Add: hinted at. Add: complex defects. Add: difference. And side-real time, histories history. Add a new historic memory to the mix. Story up. Brain storm some more. Add: please preserve your differences without guilt-tripping me. Add without the imagination syndicates, the corruption creative coops, the existential sewage in the trading-up offers. When selecting for the favorable mutations try not to use what [they] think as a mirror. Add where to find a lease on a good time-machine. Add how in the exact center you may find yourself circumferencing. Add how an ant walking a straight line on a horse saddle curve curves straight. Add: I feel all over the place sometimes curving straight. Please add something hopeful like how certain spores survive for over 15,000 years under dry conditions. Then help water the feelings. Add from the point of view of a bat or other superorganisms. Add the part about giving away the lucky stone which could be (a) a love charm, or (b) a meteorite from another planet containing microbial life forms and how cool would that be to suck down. Add, to crystallize the moment with a single stroke, review how fulgurites are formed from the single strike of lightening, fusing the silicon sand and energy into a glass tube solid. Add: and then what, anther cool thing for another cool shelf? Add: whence the novelty once again. Change that for: The people called Endless. Maybe add something about noopolitics, how every memory only goes back to the last memory, and how the column drum from the Doric temple being used as a pomegranate seed press in modern today. Add: thanks Einstein, my twin always forgets to show up.

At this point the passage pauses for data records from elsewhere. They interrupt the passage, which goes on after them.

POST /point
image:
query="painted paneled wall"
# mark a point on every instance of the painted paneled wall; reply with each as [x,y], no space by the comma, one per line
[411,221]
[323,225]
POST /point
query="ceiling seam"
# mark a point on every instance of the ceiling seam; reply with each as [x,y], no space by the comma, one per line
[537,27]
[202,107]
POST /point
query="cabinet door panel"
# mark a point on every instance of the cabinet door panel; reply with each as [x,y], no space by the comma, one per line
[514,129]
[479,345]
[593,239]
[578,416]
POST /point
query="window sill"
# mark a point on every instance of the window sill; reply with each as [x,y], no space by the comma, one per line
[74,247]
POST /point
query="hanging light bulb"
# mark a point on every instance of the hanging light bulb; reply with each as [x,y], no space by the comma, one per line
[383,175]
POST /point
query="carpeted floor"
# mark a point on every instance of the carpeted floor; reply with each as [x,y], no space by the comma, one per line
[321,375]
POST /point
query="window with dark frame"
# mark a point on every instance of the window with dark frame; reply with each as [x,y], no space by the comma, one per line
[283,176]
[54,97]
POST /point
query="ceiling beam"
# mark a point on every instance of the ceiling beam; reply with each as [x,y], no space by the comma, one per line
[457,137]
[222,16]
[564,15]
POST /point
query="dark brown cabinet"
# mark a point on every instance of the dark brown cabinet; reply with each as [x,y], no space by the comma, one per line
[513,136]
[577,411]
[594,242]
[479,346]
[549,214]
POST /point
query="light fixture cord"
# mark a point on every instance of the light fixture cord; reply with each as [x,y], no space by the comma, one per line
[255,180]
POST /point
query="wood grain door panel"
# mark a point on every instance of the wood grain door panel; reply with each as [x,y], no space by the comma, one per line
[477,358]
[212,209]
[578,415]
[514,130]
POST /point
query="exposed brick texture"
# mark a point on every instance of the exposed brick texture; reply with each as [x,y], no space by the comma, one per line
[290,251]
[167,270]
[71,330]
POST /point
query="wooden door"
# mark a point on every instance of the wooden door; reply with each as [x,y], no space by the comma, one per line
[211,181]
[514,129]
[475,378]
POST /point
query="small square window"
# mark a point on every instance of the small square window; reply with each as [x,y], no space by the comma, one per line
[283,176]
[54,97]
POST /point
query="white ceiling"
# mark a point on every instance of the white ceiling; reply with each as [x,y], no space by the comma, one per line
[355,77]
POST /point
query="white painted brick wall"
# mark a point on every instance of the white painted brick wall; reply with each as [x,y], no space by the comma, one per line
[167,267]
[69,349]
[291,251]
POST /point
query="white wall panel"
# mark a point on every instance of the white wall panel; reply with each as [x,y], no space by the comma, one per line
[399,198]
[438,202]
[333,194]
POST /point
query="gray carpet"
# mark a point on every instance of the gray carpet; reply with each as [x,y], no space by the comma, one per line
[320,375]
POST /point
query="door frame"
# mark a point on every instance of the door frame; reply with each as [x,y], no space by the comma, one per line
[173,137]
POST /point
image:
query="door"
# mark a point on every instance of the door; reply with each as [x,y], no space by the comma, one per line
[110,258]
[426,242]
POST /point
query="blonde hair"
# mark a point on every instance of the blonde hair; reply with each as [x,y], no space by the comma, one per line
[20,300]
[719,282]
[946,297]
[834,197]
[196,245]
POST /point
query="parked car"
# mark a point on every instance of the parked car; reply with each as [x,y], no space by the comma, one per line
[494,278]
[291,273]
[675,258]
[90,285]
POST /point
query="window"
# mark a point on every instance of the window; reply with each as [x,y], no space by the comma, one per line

Eric Ellingson: Because I do this all over the place, like there and there and with them and then and here. Because I was a bio bored being. Because I got tired of all those bio reality straws that only made reality suck more, so I wanted to spit something better into the reality drinks. Because here’s a little stage on the screen that no one seemed to be using interesting. Because I left was all over the place. Because parts were left behind which I love. Because I don’t think butterflies is quite the right way to describe what I’m feeling, rather, pigs with horns and a penchant for not letting things go. Because I wanted to presto the geographer running the nature based conference into a part time poetry editor. Because I really do love having a 17 email exchange with 4 workshop organizers and 2 directors regarding if the bio is really a poem, and should a bio-poem be understood. Because you only gave me one day. Because most bios walk around trying to push all the reality doorbells—ring ring, ding dong, ring ring. Because I want last time to activate these times this time. Because if you want you can find a bio bio at species of space dot you know what. Because I have a bio poem book going, but that’s just bio logical. Because every chance should be a spot to squat a few choice lines. Because most bios just dead end their beautifuls with blah blah blah, and I think this here still seems better than saying I did this and this and that and that there and with that person (even though I love most of those people), and that person and back then and they said look he can do things. Because I want my bio poem to be nominated for the big poem prize, no. Because I still believe it is more important to know yourself than who you know. Because there is something else about me you should know. Because there is still something else about me you should know.